「組織風土改革」はやってはいけない!?
- Centerboard 石原正博
- 2016年4月29日
- 読了時間: 3分
更新日:2 日前
──このままでは会社は衰退する、組織風土を変えなければ
最近、多くの企業で「組織風土改革」が盛んに行われています。
「社員が指示待ちで動かない」
「部署同士が連携しない」
「コミュニケーションが足りない」
こうした“組織の体質”や“社員の意識の低さ”が、業績や経営計画に悪影響を及ぼしているという危機感から、さまざまな改革が進められているのです。
よくある組織風土改革の中身とは?
たとえば、以下のような取り組みがよく見られます。
社員の主体性を高めるための研修や自己啓発セミナー
管理職向けのコーチング研修
部門間の連携を促す横断型プロジェクトや対話の場の設置
一見、どれも「変化を促すための前向きなアクション」に見えます。
そして実際、短期的には効果が出たように感じられることもあります。
しかし──
ほとんどの企業では、数ヶ月後には元に戻ってしまうのです。
なぜ、改革しても現場が変わらないのか?
その理由は意外とシンプルです。
実際に現場の社員や部門の声を聞くと、
「自分は主体性がない」と思っている人はほとんどいません。
むしろ、「自分の仕事はちゃんとやっている」と思っています。
話を聞いてみると、業務内容もまっとうで、手を抜いている様子もない。
つまり、「意識が低いから動かない」のではないのです。
では、なぜ“動かない”ように見えるのか?
問題の本質は「ズレ」にある
それは、「優先すべき目標や課題がズレている」からです。
経営:「この課題に全社で取り組んでほしい」
現場:「私は自分の担当業務をちゃんとやっています」
どちらも間違っていません。
でも、向いている方向が違っているのです。
経営が「主体性がない」と感じるのは、
「期待している動きと、現実の行動がズレている」から。
一方、社員は「ちゃんとやってるのに、なぜそんなことを言われるのか」と思っています。
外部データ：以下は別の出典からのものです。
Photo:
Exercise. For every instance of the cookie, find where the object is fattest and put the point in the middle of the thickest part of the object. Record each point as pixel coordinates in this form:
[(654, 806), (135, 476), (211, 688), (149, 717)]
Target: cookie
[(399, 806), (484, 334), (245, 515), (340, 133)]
この“すれ違い”こそが、組織が停滞する最大の原因です。
組織風土ではなく、「戦略の共有」に目を向けるべき
つまり、問題は社員のやる気や意識の低さではなく、
「今、何を優先して取り組むべきか」という戦略と現場のズレにあります。
どれだけ研修をしても、対話の場を設けても、
このズレが修正されなければ、現場は変わりません。
必要なのは「組織風土改革」ではなく、
戦略と業務をつなげるための“共通認識の形成”なのです。
組織が本当に変わるために必要なこと
社員が動かないのではなく、動く“方向”が共有されていないだけ。
その認識を持たずに風土改革だけを繰り返しても、根本解決にはなりません。
組織を本気で変えたいなら、
まずは「今、会社として何に取り組むべきか」を、全社で一致させること。
経営の意図と現場の行動を一致させるには、
戦略の“カスケードダウン”──つまり、戦略を分解し、部門・現場レベルにまで落とし込むプロセスが不可欠です。
それがあって初めて、社員は「自分の役割」が見え、
主体的に“正しい方向”へと動き出すのです。